When regulators threatened a crackdown on the sale of nonperforming consumer loans to collection firms, and JPMorgan Chase (JPM) and Wells Fargo (WFC) promptly halted such sales, the industry's rapid unloading of bad assets seemed to be in jeopardy.

But bank sales of nonperforming commercial loans to collection firms will keep happening, according to parties on both sides of the transactions.

"The market right now is robust and pricing is getting better," says Jon Winick, president of Clark Street Capital in Chicago, which brokers the sale of distressed assets. "There are plenty of bad loans out there" to be bought and sold.

Noncurrent loans, as a percentage of total loans, fell 19 basis points to 3.41%, from the fourth quarter of 2012 to the first quarter of 2013, for all insured financial institutions, according to the Federal Deposit Insurance Corp.'s Quarterly Banking Profile. That figure has fallen every quarter since the first quarter of 2010, but the measure still remains well above the levels seen in late 2008.

Consumer debt sales are another story. The Consumer Financial Protection Bureau in recent weeks has said it will step up oversight of debt-collection firms and that it plans to hold banks responsible for the action of these third parties.
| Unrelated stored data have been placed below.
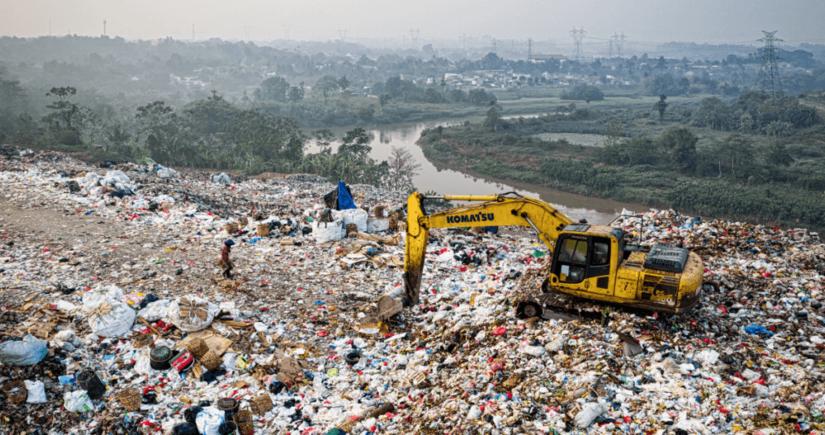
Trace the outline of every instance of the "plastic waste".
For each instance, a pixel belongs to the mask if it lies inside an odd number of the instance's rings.
[[[49,353],[49,343],[26,334],[22,341],[0,343],[0,363],[7,366],[37,364]]]
[[[773,332],[769,331],[762,325],[749,325],[745,327],[745,332],[748,334],[768,335],[773,336]]]
[[[67,391],[63,394],[63,406],[69,412],[89,412],[95,409],[85,390]]]
[[[167,309],[169,321],[186,332],[207,328],[221,311],[218,305],[195,295],[173,300]]]
[[[23,381],[26,384],[26,389],[29,390],[29,396],[26,398],[26,403],[46,403],[46,385],[40,381]]]
[[[229,175],[223,172],[221,172],[220,174],[212,174],[212,176],[209,177],[209,181],[213,183],[225,184],[227,186],[232,184],[232,179],[229,178]]]
[[[203,408],[195,417],[195,424],[201,435],[218,435],[218,428],[224,422],[224,412],[214,406]]]
[[[89,327],[100,337],[120,337],[132,330],[136,316],[128,304],[110,300],[89,314]]]
[[[601,402],[591,402],[582,407],[582,410],[576,414],[574,420],[576,421],[576,426],[584,429],[590,426],[593,421],[596,420],[596,417],[604,414],[607,412],[607,406]]]
[[[344,237],[344,221],[313,222],[312,237],[316,243],[335,242]]]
The CFPB last month released bulletins showing it's looking at lenders, debt buyers, debt collectors and law firms that sue on behalf of banks.

BBX Capital, which was created when BankAtlantic Bancorp's thrift was sold to BB&T (BBT) and BankAtlantic's remaining assets were renamed, intends to enter the field of buying debt and pursuing collections through litigation, Vice Chairman Jack Abdo says. BBX is in talks with several banks about buying nonaccrual commercial loans and the Fort Lauderdale, Fla., company will not alter its plans as a result of the CFPB's actions, he says.
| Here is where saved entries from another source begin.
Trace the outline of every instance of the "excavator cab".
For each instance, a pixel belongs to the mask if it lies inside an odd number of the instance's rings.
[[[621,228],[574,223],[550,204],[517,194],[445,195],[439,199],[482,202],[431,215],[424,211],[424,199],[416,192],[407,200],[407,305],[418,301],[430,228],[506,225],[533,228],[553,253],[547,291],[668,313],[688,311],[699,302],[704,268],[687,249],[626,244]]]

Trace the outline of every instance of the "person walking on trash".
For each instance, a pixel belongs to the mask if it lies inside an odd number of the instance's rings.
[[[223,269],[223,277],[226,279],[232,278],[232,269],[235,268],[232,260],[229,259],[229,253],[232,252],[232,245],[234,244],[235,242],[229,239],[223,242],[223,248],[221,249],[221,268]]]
"This is a very sophisticated arena," Abdo says. "The market, it's still pretty big. Banks still have lots of these defaulted borrowers on their books."

Other executives in the collections industry expect that the CFPB will keep its distance from commercial debt, and will limit itself to the oversight of consumer debt, like credit card loans and auto loans.

"It does not appear that the CFPB will be heading in the direction" of policing commercial debt collections, says Mark Schiffman, a spokesman for ACA International, a trade association for collections agents, including firms that collect commercial debt.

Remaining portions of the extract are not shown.